声の方に目をやるといつの間にか司書さんが立っていた。
「一週間、運がいいなって思う事なくなるわねぇ。まあ悪運が強まるならともかく、良運がなくたって生きていくのに問題はあんまりないからねぇ」
くすくすと笑う司書さんの話をぽかんと聞いていたヴォルガン氏がばっと私を振り返る。
「後ほど愚息を連れてまいります。どうかきつめに灸を据えてやってください」
「やだリリシアちゃん面白いことしてるのねえ」
そう早口に言って立ち去っていくヴォルガン氏を司書さんが面白そうに見ていた。
「私にそんな特殊能力あったんですね……」
「子爵をひっぱたいた時に開花したみたいね、リリシアちゃんって未知数でほんとおもしろいわあ」
司書さんはそのびっくりするほど可愛らしい顔に可愛らしく笑みを浮かべてくすくす笑っているが、知らないうちに特殊能力が増える私は笑えなかった。

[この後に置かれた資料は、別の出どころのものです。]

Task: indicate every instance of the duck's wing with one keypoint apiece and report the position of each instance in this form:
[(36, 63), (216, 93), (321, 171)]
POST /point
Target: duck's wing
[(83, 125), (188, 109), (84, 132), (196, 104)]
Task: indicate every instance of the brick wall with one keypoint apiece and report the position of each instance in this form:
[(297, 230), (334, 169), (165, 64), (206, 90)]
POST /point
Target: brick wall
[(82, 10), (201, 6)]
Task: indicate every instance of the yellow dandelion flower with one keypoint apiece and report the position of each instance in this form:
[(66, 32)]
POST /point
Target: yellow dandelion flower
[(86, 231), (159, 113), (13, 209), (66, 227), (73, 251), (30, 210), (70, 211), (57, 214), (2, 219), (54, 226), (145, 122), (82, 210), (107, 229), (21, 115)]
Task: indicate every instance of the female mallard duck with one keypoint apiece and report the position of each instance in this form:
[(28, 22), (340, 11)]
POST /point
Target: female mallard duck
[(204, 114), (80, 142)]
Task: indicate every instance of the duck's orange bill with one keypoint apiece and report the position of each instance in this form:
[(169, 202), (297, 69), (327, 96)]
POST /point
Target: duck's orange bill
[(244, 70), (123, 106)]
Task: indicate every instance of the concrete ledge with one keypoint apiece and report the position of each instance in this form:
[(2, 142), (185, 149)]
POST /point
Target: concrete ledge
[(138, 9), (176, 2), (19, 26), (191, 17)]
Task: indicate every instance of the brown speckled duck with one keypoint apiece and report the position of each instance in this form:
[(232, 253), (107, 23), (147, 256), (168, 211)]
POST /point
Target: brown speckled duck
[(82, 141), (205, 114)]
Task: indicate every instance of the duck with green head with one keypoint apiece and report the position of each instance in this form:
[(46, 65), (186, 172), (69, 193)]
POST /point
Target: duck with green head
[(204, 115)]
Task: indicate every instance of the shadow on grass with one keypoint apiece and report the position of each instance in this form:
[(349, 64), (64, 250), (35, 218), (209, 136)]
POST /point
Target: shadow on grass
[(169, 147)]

気付かないだけでもっとあるんだろうか、転生者チート能力……。
「リリシア、ちょっといいだろうか」
これまでじっと黙って成り行きを見ていた魔王さまが真剣な表情で口を開く。
「なんでしょう?」
「今の、額を指で弾くやつ、私にもやってくれないか」
一瞬何を言われたのかわからなかった。真剣な顔で何を言ってるんだろうこの人。
ぽかんとしていると魔王さまは私の前で跪き、期待に満ちてきらきらした顔で私を見上げる。
「さあ!」
「さあじゃないでしょう!被虐趣味でもあるんですか!?」
「いや、そういうのはないが、だがリリシアが相手ならば!」
……その後、結局やるまで離してくれなかったのは思い出したくない記憶である。
「はぁ……」
思い出したらなんだかどっと疲れが出てきて思わずため息をついてしまう。
「どうしたんですか?覚えることはまだまだありますから、頑張りましょう!」
セリがにっこりとお茶を差し入れてくれる。
セリというと、セリもまた大変だったのだ。「セリはリリシア様のお付きなのに毒に気付かず無様にも地下室に転がされていてリリシア様をお守りできなかった!こんな役立たずいたってしょうがないので辞めさせてください!」と辞表片手に泣く彼女を宥めるのに大変な時間を要したのだ。
……まあ、それもこれも全て過去の話。
今は平穏そのものなのだから、まあいいとしよう。
お茶をひとくち飲んで、私は再び教科書に目を落とすのだった。